CAROLINA BETTI; JUAN M. BADANO; M. JULIANA MACCARRONE; CECILIA R. LEDERHOS; NICOLÁS CARRARA; MARIANA BUSTO; CARLOS VERA; M. QUIROGA

Conferencia; 16th International Congress on Catalysis (ICC 16); 2016

Pyrolisis gasoline (PYGAS) is an intermediate boiling product of naphtha steam cracking with a high octane number and high aromatic/unsaturated contents. PYGAS must be purified in order to minimize the concentration of diolefins, responsible for the formation of gums. The widespread method of purification is the selective hydrogenation of vinyllic bonds, keeping the aromatic rings unaltered. These streams can have up to 1000 ppm of sulfur compounds. Among these compounds thiophenes are the most common ones and they are the main cause of the activity loss of metal catalysts in several refinery processes. The objective of this work is to evaluate the activity and sulfur resistance of bimetallic Pd-Ni catalysts during the partial hydrogenation of styren.Bimetallic PdNiN and NiNPd catalysts were the most active during the poison-free selective hydrogenation of styrene.
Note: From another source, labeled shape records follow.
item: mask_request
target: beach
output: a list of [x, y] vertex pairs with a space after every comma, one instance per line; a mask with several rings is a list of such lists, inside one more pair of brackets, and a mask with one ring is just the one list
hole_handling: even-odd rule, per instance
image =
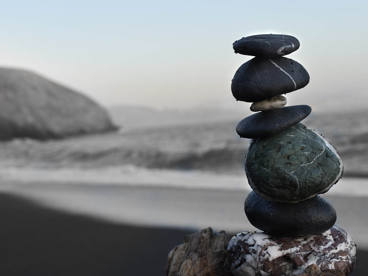
[[[162, 275], [167, 254], [186, 235], [208, 226], [225, 230], [229, 237], [253, 229], [241, 208], [244, 195], [238, 191], [75, 184], [17, 189], [0, 194], [1, 275]], [[148, 199], [152, 198], [154, 202]], [[336, 209], [339, 225], [356, 240], [362, 238], [367, 201], [327, 199]], [[148, 225], [128, 219], [130, 213], [140, 212], [151, 217]], [[198, 228], [185, 227], [188, 221], [181, 227], [158, 225], [171, 213]], [[242, 222], [234, 224], [233, 216]], [[368, 252], [364, 242], [355, 242], [357, 265], [350, 275], [364, 275]]]

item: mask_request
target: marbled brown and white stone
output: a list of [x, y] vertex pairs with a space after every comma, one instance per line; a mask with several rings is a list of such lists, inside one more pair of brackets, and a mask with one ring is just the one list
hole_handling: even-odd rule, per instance
[[233, 44], [233, 48], [235, 53], [241, 54], [271, 57], [290, 54], [300, 46], [294, 36], [271, 33], [243, 38]]
[[230, 241], [227, 251], [235, 276], [300, 274], [313, 263], [321, 270], [337, 269], [347, 275], [355, 265], [356, 252], [351, 237], [336, 225], [305, 238], [240, 233]]
[[250, 110], [252, 111], [266, 111], [274, 108], [280, 108], [286, 104], [287, 100], [283, 96], [272, 97], [267, 100], [261, 102], [253, 103], [251, 106]]
[[307, 70], [295, 60], [255, 57], [237, 70], [231, 91], [238, 100], [260, 102], [302, 88], [309, 78]]
[[321, 234], [332, 227], [336, 211], [318, 195], [296, 203], [269, 201], [252, 191], [244, 203], [252, 225], [270, 234], [306, 237]]
[[327, 192], [341, 178], [344, 166], [335, 147], [298, 123], [274, 136], [252, 139], [245, 169], [249, 184], [260, 197], [292, 203]]

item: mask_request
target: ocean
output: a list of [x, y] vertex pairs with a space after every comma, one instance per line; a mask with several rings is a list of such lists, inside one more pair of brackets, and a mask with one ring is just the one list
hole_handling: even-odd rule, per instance
[[[344, 177], [368, 176], [368, 120], [361, 112], [312, 113], [302, 122], [338, 149], [344, 163]], [[162, 177], [163, 181], [164, 178], [173, 185], [185, 186], [178, 175], [194, 174], [197, 179], [204, 177], [201, 175], [245, 177], [244, 158], [249, 140], [235, 132], [238, 120], [140, 127], [137, 123], [138, 126], [122, 128], [116, 132], [2, 142], [0, 177], [43, 181], [49, 175], [55, 181], [88, 183], [124, 182], [127, 175], [132, 183], [160, 182], [157, 180]]]
[[[312, 113], [302, 123], [339, 150], [343, 178], [323, 196], [336, 209], [337, 223], [368, 248], [365, 114]], [[235, 132], [239, 120], [137, 120], [116, 132], [2, 142], [0, 190], [119, 223], [255, 230], [243, 209], [251, 190], [244, 167], [249, 140]]]

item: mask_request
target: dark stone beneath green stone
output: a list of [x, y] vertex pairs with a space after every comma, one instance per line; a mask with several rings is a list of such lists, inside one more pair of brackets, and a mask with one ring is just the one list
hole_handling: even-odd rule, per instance
[[263, 138], [275, 135], [297, 124], [311, 113], [305, 105], [261, 111], [239, 122], [236, 132], [244, 138]]
[[297, 203], [269, 201], [251, 192], [244, 210], [249, 222], [269, 234], [305, 237], [327, 231], [336, 221], [332, 206], [318, 196]]
[[341, 178], [343, 165], [333, 146], [298, 123], [274, 136], [252, 139], [245, 168], [258, 195], [296, 202], [328, 191]]
[[258, 57], [280, 57], [299, 49], [296, 38], [287, 35], [256, 35], [237, 40], [233, 44], [235, 53]]
[[238, 100], [254, 102], [297, 90], [308, 82], [308, 72], [295, 60], [255, 57], [237, 70], [231, 91]]

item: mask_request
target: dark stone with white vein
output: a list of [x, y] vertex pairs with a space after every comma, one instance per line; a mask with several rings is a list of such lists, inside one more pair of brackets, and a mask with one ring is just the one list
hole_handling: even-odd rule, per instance
[[244, 138], [272, 136], [297, 124], [311, 111], [309, 106], [301, 105], [257, 112], [239, 122], [236, 132]]
[[230, 241], [227, 253], [235, 276], [299, 275], [313, 263], [321, 270], [340, 270], [347, 276], [355, 265], [356, 250], [350, 236], [334, 225], [304, 238], [240, 233]]
[[266, 200], [252, 191], [245, 199], [244, 210], [256, 228], [286, 237], [321, 234], [336, 221], [332, 205], [318, 195], [296, 203], [285, 203]]
[[237, 70], [231, 90], [238, 100], [254, 102], [297, 90], [309, 82], [307, 70], [292, 59], [255, 57]]
[[290, 54], [299, 49], [296, 38], [287, 35], [256, 35], [237, 40], [233, 44], [235, 53], [248, 56], [275, 57]]

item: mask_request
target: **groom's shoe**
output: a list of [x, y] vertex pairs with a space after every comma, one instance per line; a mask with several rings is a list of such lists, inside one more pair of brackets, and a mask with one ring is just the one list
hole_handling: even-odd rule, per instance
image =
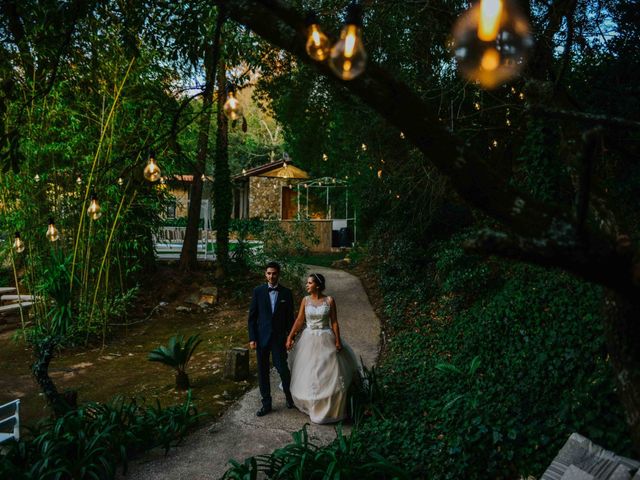
[[287, 408], [293, 408], [295, 404], [293, 403], [293, 397], [289, 394], [287, 395]]
[[256, 416], [257, 417], [264, 417], [267, 413], [269, 413], [271, 411], [271, 407], [265, 407], [264, 405], [262, 406], [262, 408], [260, 408], [260, 410], [258, 410], [256, 412]]

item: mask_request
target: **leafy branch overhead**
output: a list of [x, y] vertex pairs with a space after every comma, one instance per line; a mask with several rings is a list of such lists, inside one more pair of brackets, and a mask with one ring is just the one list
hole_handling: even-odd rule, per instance
[[295, 55], [299, 61], [313, 65], [321, 75], [341, 83], [344, 89], [402, 131], [425, 160], [449, 178], [462, 198], [511, 231], [509, 234], [486, 232], [475, 248], [543, 265], [557, 265], [619, 292], [637, 290], [640, 268], [634, 267], [636, 260], [631, 249], [619, 248], [614, 234], [591, 224], [579, 232], [571, 205], [543, 203], [514, 188], [487, 158], [438, 120], [435, 106], [390, 72], [370, 63], [357, 79], [337, 80], [326, 62], [314, 62], [307, 56], [304, 19], [293, 8], [278, 0], [218, 0], [217, 3], [224, 4], [232, 19]]

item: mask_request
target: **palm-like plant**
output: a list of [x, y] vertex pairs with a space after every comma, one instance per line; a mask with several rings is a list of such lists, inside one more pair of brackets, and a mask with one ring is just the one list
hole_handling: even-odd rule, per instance
[[182, 335], [174, 335], [166, 346], [152, 350], [147, 358], [151, 362], [160, 362], [176, 370], [176, 388], [187, 390], [189, 388], [189, 376], [187, 375], [187, 363], [191, 359], [196, 347], [202, 341], [200, 334], [190, 336], [184, 341]]

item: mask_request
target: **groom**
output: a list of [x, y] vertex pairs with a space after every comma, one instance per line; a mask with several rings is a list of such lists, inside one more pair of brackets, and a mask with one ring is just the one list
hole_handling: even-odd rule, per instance
[[280, 265], [267, 264], [267, 283], [253, 290], [249, 307], [249, 347], [257, 350], [258, 380], [262, 408], [256, 415], [262, 417], [271, 411], [271, 384], [269, 382], [269, 356], [282, 379], [282, 389], [287, 399], [287, 408], [293, 408], [289, 390], [291, 372], [287, 365], [285, 343], [293, 326], [293, 295], [291, 290], [278, 283]]

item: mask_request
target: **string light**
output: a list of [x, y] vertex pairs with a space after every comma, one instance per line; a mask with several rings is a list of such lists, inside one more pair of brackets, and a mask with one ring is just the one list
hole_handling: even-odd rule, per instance
[[91, 196], [91, 203], [89, 204], [89, 208], [87, 208], [87, 215], [91, 220], [97, 220], [102, 216], [102, 208], [98, 203], [98, 197], [95, 193]]
[[362, 11], [352, 3], [347, 7], [345, 26], [340, 32], [340, 40], [331, 49], [329, 66], [342, 80], [353, 80], [367, 66], [367, 52], [360, 38]]
[[242, 116], [242, 105], [235, 96], [235, 87], [229, 86], [227, 92], [227, 101], [222, 106], [224, 114], [229, 117], [229, 120], [237, 120]]
[[47, 227], [46, 237], [50, 242], [56, 242], [60, 238], [60, 234], [58, 233], [58, 229], [56, 228], [56, 224], [53, 221], [53, 218], [49, 219], [49, 226]]
[[149, 156], [149, 161], [147, 162], [147, 166], [144, 167], [144, 178], [146, 178], [150, 182], [157, 182], [160, 180], [160, 168], [156, 163], [155, 158], [153, 158], [153, 153]]
[[480, 0], [453, 28], [460, 73], [484, 88], [517, 76], [533, 46], [529, 23], [510, 0]]
[[13, 249], [17, 253], [24, 252], [25, 245], [24, 245], [24, 242], [22, 241], [22, 239], [20, 238], [20, 232], [16, 232], [16, 238], [13, 240]]
[[331, 50], [329, 39], [320, 29], [318, 17], [315, 13], [310, 12], [307, 15], [307, 55], [316, 62], [322, 62], [327, 59]]

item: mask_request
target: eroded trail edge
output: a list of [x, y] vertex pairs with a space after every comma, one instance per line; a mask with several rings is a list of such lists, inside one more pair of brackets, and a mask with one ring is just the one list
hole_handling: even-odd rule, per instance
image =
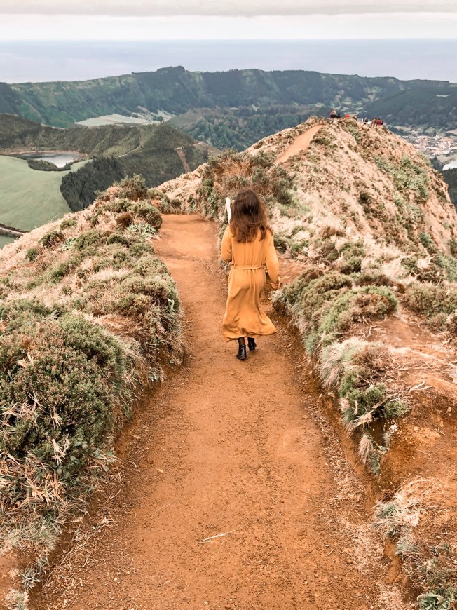
[[32, 607], [402, 607], [299, 345], [280, 324], [237, 361], [220, 332], [215, 226], [169, 215], [161, 233], [184, 364], [123, 434], [116, 489]]

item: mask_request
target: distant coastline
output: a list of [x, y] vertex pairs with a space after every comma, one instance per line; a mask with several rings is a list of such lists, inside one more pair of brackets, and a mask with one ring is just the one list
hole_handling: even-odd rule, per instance
[[182, 65], [457, 83], [457, 39], [444, 40], [0, 42], [0, 81], [77, 81]]

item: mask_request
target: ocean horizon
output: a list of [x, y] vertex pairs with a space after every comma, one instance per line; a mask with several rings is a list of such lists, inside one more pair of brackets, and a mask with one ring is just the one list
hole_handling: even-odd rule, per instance
[[0, 81], [79, 81], [184, 66], [457, 83], [457, 39], [0, 42]]

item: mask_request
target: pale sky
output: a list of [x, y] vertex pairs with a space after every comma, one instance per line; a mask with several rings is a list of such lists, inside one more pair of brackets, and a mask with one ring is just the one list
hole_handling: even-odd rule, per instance
[[456, 39], [455, 0], [0, 0], [0, 40]]

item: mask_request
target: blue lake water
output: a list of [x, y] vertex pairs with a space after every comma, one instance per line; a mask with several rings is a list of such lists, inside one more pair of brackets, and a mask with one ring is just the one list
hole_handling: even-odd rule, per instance
[[457, 82], [457, 39], [0, 42], [0, 81], [75, 81], [188, 70], [316, 70]]
[[21, 157], [27, 159], [39, 159], [54, 163], [57, 168], [64, 168], [67, 163], [71, 163], [81, 158], [79, 153], [52, 152], [52, 153], [27, 153], [21, 154]]

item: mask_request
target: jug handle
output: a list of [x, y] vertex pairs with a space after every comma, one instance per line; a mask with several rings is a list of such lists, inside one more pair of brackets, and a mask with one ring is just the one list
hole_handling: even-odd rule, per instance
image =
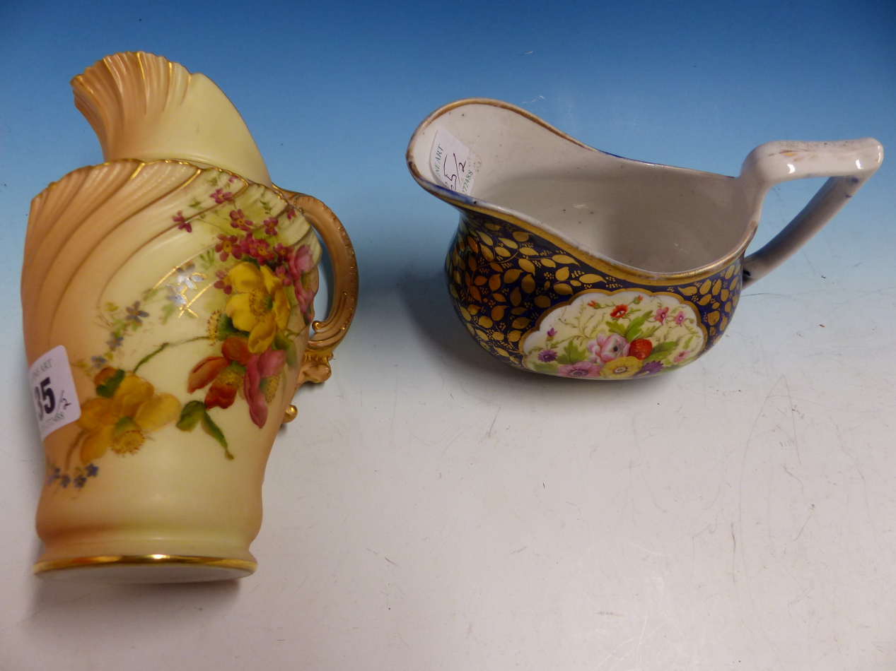
[[[323, 382], [331, 375], [330, 360], [333, 349], [345, 337], [358, 306], [358, 262], [345, 227], [322, 201], [306, 193], [277, 187], [317, 231], [330, 252], [333, 270], [332, 302], [325, 319], [312, 322], [314, 335], [308, 340], [307, 349], [299, 367], [296, 390], [305, 382]], [[297, 411], [290, 405], [283, 421], [296, 419]]]
[[738, 180], [747, 198], [762, 200], [770, 188], [804, 177], [830, 177], [784, 229], [744, 259], [744, 286], [749, 286], [787, 260], [840, 211], [883, 160], [874, 138], [835, 142], [760, 145], [744, 161]]

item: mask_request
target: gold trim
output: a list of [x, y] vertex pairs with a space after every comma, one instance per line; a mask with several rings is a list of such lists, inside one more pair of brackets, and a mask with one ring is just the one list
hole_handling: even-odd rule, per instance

A higher concentration of Pdδ- species would be responsible for the higher activity of these catalysts. The PdNiCl and NiClPd catalysts had the highest values of the superficial Cl/Pd atomic ratio and were also the most sulfur resistant. Pd oxychlorinated species (Pdδ+) probably prevented the adsorption of thiophene both by a steric hindrance effect (big size of oxychlorinated species) and an electronic one (high electronegativity of Cl). The NiClPd catalyst was more sulfur resistant than the PdNiCl one. This is likely due to a higher amount of exposed Pdδ+ species and the absence of Ni0 on NiClPd. Both effects would promote a weak adsorption of thiophene and an increase of the concentration of the most active sites.